[whatwg] LocalStorage in workers
Jonas Sicking
jonas at sicking.cc
Wed Sep 16 15:57:25 PDT 2009
On Wed, Sep 16, 2009 at 3:36 PM, Jeremy Orlow <jorlow at chromium.org> wrote:
> On Wed, Sep 16, 2009 at 3:32 PM, Jonas Sicking <jonas at sicking.cc> wrote:
>>
>> On Wed, Sep 16, 2009 at 3:21 PM, Robert O'Callahan <robert at ocallahan.org>
>> wrote:
>> > On Thu, Sep 17, 2009 at 9:56 AM, Jeremy Orlow <jorlow at chromium.org>
>> > wrote:
>> >>
>> >> 1) Create a LocalStorage like API that can only be accessed in an async
>> >> way via pages (kind of like WebDatabase).
>> >> 2) Remove any
>> >> atomicity/consistency guarantees from synchronous LocalStorage access
>> >> within
>> >> pages (like IE8 currently does) and add an async interface for when
>> >> pages do
>> >> need atomicity/consistency.
>> >> 3) Come up with a completely different storage API that all the browser
>> >> vendors are willing to implement that only allows Async access from
>> >> within
>> >> pages. WebSimpleDatabase might be a good starting point for this.
>> >
>> > 4) Create WorkerStorage so that shared workers have exclusive,
>> > synchronous
>> > access to their own persistent storage via an API compatible with
>> > LocalStorage.
>>
>> I think some of the use cases require that code running in Window
>> objects can access the same storage area though. Consider for example
>> an email web app that uses a WorkerStorage area for to store email
>> data locally (for performance and for offline support), and then uses
>> a worker to synchronize that with the server.
>>
>> Here the code running in the Window wants to access the storage in
>> order to render the emails in the page, and the worker wants to access
>> it to synchronize with the server.
>>
>> See my email earlier in this thread. If we change the name from
>> 'clientStorage' to 'workerStorage', while still allowing the main
>> window to asynchronously get a reference to the storage, then I think
>> that about matches what you're proposing (and what item 1 is
>> proposing).
>
> Code wise, what Robert suggested is MUCH simpler.
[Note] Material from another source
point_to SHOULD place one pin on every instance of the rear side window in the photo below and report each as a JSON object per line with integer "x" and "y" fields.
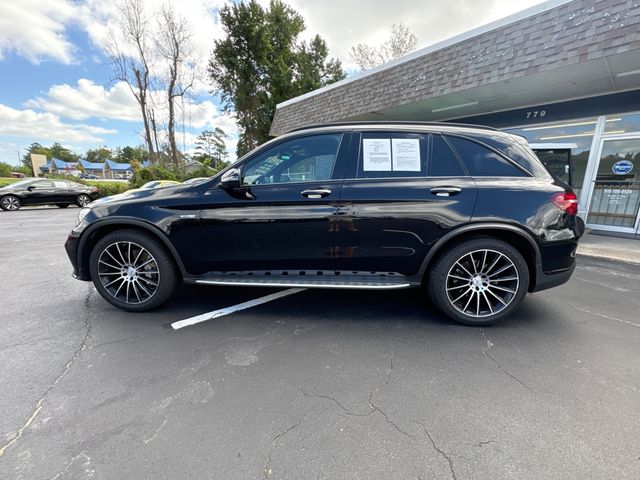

Almost for free in
> WebKit. Creating an asynchronous access method and exposing this in the
> page is much more complex. It also defeats the main purpose of LocalStorage
> (which is to be a simple, light weight way to store data).
The only difference between Roberts and my suggestion is that I'm also
adding a asynch accessor in the window. That doesn't seem to make it
"MUCH simpler", or am I missing something?
I do agree that some of the additional optional
multiple-differently-named storage area does add additional
complexity, and maybe we should defer that to something like the
WebSimpleStorage spec.
> I certainly agree that having some shared memory format between workers and
> pages would be good, and there's some use cases which would
> certainly benefit, but most of the developers I've talked to so far were
> mostly concerned about having _some_ form of storage and the shared memory
> aspects were more nice to have.
What would the specifics of a worker-only storage be? Can multiple
different workers access it? (In which case they need to be protected
by a mutex). Is there one storage per worker URL? Or do all workers
from a particular domain share the same workerStorage?
I'm also wondering what the use-cases for a worker-only storage is?